Dealing with Your Playground Pariah

Our neighborhood playground is a popular hangout for the 3-and-under set and, until recently, my son was a welcome addition.

Unfortunately, his attitude about what is "his" gradually extended to most of the playground equipment. He began to hit, yell at and boss the other small fries with very little provocation. More often than not, our visit would end in tearful screams as I grimly dragged him home.

Time-outs, threats and early nap times didn't work. What am I doing wrong? I'd ask myself. Other parents surely don't have this problem with aggression, do they?

They do. Kids 2 to 3 years old are notoriously physical and territorial in their reactions. According to child expert Penelope Leach, children aren't ready for cooperative play until well into the third year.

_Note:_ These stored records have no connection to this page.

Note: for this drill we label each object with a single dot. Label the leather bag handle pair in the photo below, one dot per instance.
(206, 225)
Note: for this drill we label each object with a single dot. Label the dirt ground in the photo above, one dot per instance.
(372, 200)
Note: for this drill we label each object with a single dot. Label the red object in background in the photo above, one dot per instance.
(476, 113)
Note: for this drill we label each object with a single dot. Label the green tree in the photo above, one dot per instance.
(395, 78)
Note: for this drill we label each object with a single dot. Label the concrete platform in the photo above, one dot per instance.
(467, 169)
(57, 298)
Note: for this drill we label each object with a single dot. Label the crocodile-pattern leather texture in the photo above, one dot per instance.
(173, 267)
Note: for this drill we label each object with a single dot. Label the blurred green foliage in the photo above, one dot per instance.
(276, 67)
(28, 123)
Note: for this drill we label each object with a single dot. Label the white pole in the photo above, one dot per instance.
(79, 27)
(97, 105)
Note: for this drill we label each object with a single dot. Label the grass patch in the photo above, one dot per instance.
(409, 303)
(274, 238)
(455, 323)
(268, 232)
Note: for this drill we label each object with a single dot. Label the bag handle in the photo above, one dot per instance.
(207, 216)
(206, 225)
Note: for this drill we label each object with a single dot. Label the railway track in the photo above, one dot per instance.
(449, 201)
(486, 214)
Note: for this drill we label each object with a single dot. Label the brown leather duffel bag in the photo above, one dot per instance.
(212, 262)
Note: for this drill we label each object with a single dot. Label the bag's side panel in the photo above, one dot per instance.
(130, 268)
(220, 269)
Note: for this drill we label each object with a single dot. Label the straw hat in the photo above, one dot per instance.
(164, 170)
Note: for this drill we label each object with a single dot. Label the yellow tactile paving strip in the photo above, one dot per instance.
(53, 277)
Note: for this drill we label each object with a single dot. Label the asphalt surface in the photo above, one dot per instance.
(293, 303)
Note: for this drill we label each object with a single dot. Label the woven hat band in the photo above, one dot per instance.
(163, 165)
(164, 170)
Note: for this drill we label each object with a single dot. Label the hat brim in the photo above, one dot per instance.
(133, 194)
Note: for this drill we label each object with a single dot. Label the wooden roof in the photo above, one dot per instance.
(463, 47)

At this developmental stage, a child's behavior with other children tends to be guided simply by instinct and trial and error. His reactions are based on impulse alone because he has not yet developed the internal controls necessary for getting along with others. That being the case, how can parents regulate behavior in public? Here are some guidelines that can help:

Always bring a toy. This prevents battles with other children who may also have brought something to the park.

Avoid going to the playground during "high traffic" times of day. A group of children often stimulate a high-energy child to react more aggressively. If this seems to be the case with your child, try to go to the park when it's not so crowded.

Limit your warnings. Avoid saying things like, "If you do that one more time, we'll go home," unless you mean it and are ready to follow through. Or try another tactic. Take your child to the car or someplace away from other children and speak firmly to her. A separation from the action is often all that's needed to curb unwanted behavior.

Pray together before leaving the house. My son loves to pray before meals and bed, and despite his youth, the prayers calm him down. Starting an outing in a quiet mode can prolong an obedient spirit.

Time your day well. One of the toughest parts about a trip to the park is coming home. If you anticipate resistance when it's time to leave, plan for incentives. Don't serve dessert immediately after supper; go to the park instead. When it's time to return home, remind your child she has ice cream waiting at home. This isn't a bribe since you were going to serve ice cream for dessert anyway. It's a matter of timing events with the best results.

These five guidelines can make a world of difference. As for my son, he's still rambunctious and willful. But I have modified my plans to best fit his personality and our conflicts have decreased considerably. The park, once again, is one of our favorite places to be.